---
title: Commands
canonical: "https://skilleval.mattriley.tools/commands/"
description: "Learn the skill-evaluator CLI commands including init, run, grade, benchmark, and loop, plus the flags that control baselines and single-eval runs."
---

   
               
                                                                                                                                                                
   

# 🛠️ Handy Subcommands

| Command | What it does |
|---------|-------------|
| `init` | Sets up your `evals/evals.json` and workspace. Add `--global` for global config. |
| `run` | Executes all evals. Use `--eval <id>` for just one, `--baseline previous` to snapshot, or `--resume` to pick up where you left off. |
| `grade` | Asks the LLM to grade your assertions. Add `--benchmark` to auto-aggregate the stats. |
| `benchmark` | Wraps up all your grading results into a neat `benchmark.json`. |
| `loop` | Does it all: run → grade → benchmark! Add `--fix` to auto-refine, `--models` to compare agents. |

### The `--model` flag 🔬

Want to know if your skill helps *every* agent, not just your default? Pass `--models` with a comma-separated list of `agent:model` pairs and skill-eval will run every eval against each one:

```bash
skill-eval loop --models pi:claude-sonnet,claude,copilot
```

Each model gets its own with-skill + baseline run, producing per-model stats in `benchmark.json` with a `best_model` and `worst_model`. Spot which agent your skill helps most — and which one needs work! 🔍

> 💡 **Runs in batches of 2** to keep things snappy without hammering APIs. If you've got lots of evals × models, skill-eval warns you before firing off a barrage of agent invocations.

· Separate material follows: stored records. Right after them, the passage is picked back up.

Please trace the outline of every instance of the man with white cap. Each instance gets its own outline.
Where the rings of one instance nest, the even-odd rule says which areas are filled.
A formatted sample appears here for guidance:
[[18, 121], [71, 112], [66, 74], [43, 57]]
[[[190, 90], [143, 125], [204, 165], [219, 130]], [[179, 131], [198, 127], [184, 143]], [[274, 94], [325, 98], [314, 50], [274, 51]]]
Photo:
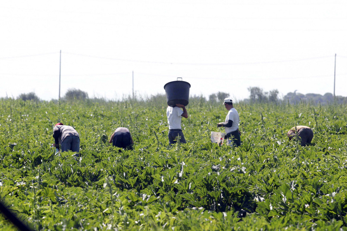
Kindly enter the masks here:
[[241, 133], [238, 130], [240, 121], [238, 113], [232, 106], [232, 100], [230, 98], [224, 99], [223, 104], [229, 112], [225, 117], [225, 122], [218, 123], [217, 127], [225, 127], [225, 133], [227, 133], [227, 135], [225, 138], [228, 140], [228, 144], [238, 147], [241, 145], [240, 136]]

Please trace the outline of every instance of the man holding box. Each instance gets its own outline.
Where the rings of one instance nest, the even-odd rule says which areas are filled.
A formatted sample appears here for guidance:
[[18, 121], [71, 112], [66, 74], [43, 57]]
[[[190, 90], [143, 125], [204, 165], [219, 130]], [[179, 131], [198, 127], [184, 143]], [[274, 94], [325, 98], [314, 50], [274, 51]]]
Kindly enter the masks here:
[[228, 144], [238, 147], [241, 145], [241, 137], [240, 136], [241, 132], [238, 130], [238, 124], [240, 121], [238, 113], [232, 106], [232, 100], [230, 98], [224, 99], [224, 102], [223, 104], [229, 112], [225, 118], [225, 122], [219, 123], [217, 124], [217, 127], [225, 127], [225, 133], [227, 133], [227, 135], [225, 139], [228, 140]]

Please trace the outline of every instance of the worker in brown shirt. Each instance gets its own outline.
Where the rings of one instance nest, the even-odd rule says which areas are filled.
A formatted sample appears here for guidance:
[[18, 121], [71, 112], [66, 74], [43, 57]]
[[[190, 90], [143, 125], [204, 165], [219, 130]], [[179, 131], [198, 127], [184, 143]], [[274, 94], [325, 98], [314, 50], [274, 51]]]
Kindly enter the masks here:
[[312, 131], [311, 128], [303, 125], [297, 126], [291, 128], [288, 131], [287, 135], [289, 137], [289, 140], [291, 140], [295, 136], [299, 136], [301, 144], [302, 146], [305, 146], [307, 143], [310, 143], [313, 138], [313, 132]]

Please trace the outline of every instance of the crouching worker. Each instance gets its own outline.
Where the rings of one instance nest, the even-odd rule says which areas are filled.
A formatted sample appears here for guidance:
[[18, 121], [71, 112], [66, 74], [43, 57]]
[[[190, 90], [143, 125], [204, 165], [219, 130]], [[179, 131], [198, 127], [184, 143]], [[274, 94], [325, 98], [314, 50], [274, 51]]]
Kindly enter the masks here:
[[[295, 134], [296, 127], [296, 134]], [[313, 132], [309, 127], [300, 125], [290, 128], [288, 131], [287, 135], [289, 140], [291, 140], [296, 136], [299, 136], [300, 144], [302, 146], [304, 146], [307, 143], [311, 143], [313, 138]]]
[[126, 127], [118, 127], [116, 129], [111, 136], [109, 143], [118, 148], [126, 149], [128, 150], [133, 150], [133, 138], [130, 135], [129, 130]]
[[[79, 152], [79, 135], [71, 126], [61, 123], [57, 124], [53, 128], [53, 137], [55, 142], [54, 146], [60, 149], [60, 144], [62, 152], [70, 150]], [[78, 154], [77, 156], [78, 156]]]
[[240, 121], [238, 113], [234, 108], [232, 106], [232, 100], [230, 98], [224, 99], [224, 102], [223, 104], [228, 112], [225, 117], [225, 122], [218, 123], [217, 124], [217, 127], [225, 127], [225, 133], [227, 133], [227, 135], [225, 139], [227, 140], [228, 145], [238, 147], [241, 145], [241, 137], [240, 136], [241, 132], [238, 130], [238, 124]]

> 🛠️ **Tired of typing it every time?** Drop `models:` into your `.skill-eval.yaml` and `--models` becomes the default.

```yaml
# .skill-eval.yaml
models:
  - agent: pi
    model: claude-sonnet-4-5
  - agent: claude
  - agent: copilot
```

### The `--fix` flag 🪄

Tack `--fix` onto `loop` and skill-eval will automatically re-run any failing with-skill eval — feeding the judge's feedback back to the agent as a critique. It'll keep refining until every assertion passes, the score stops improving, or it hits the attempt limit.

```bash
skill-eval loop --fix                   # default: up to 3 fix attempts per eval
skill-eval loop --fix --max-fix-attempts 5   # crank it up if you're feeling ambitious!
```

Each fix attempt lands in `fix-N/` inside the eval directory, with its own grading and timing. The best attempt wins and gets promoted to the main `grading.json`. If the same assertions fail twice in a row, it stops early — no point burning tokens on a plateau! 🏔️

### Pick up where you left off with `--resume` 🔄

Long runs sometimes get interrupted. `skill-eval run` writes a progress lockfile at `<workspace>/iteration-N/.lock.json`, so you can resume the latest unfinished iteration instead of starting over:

```bash
skill-eval run --resume
skill-eval loop --resume
```

If the latest iteration is already complete, `--resume` tells you there's nothing to pick up. And `skill-eval grade` will refuse to grade an incomplete iteration — finish it with `--resume` first!

### Debug with `--verbose` 🐛

When something goes wrong, `--verbose` (or `-v`) prints the agent commands, durations, and raw output to stderr. It’s super handy for CI logs or when an agent fails mysteriously:

```bash
skill-eval run --verbose
skill-eval -v loop --models pi:claude-sonnet,claude
```

> 🔒 Verbose mode never prints secrets or the contents of your input files — just operational details.

### Mix in deterministic matchers 🤖

For quick, repeatable checks, prefix assertions with `file_exists:`, `contains_text:`, or `matches_text:`. They run locally instead of burning tokens on the judge. See the [Eval Workflow guide](/eval-workflow/) for examples!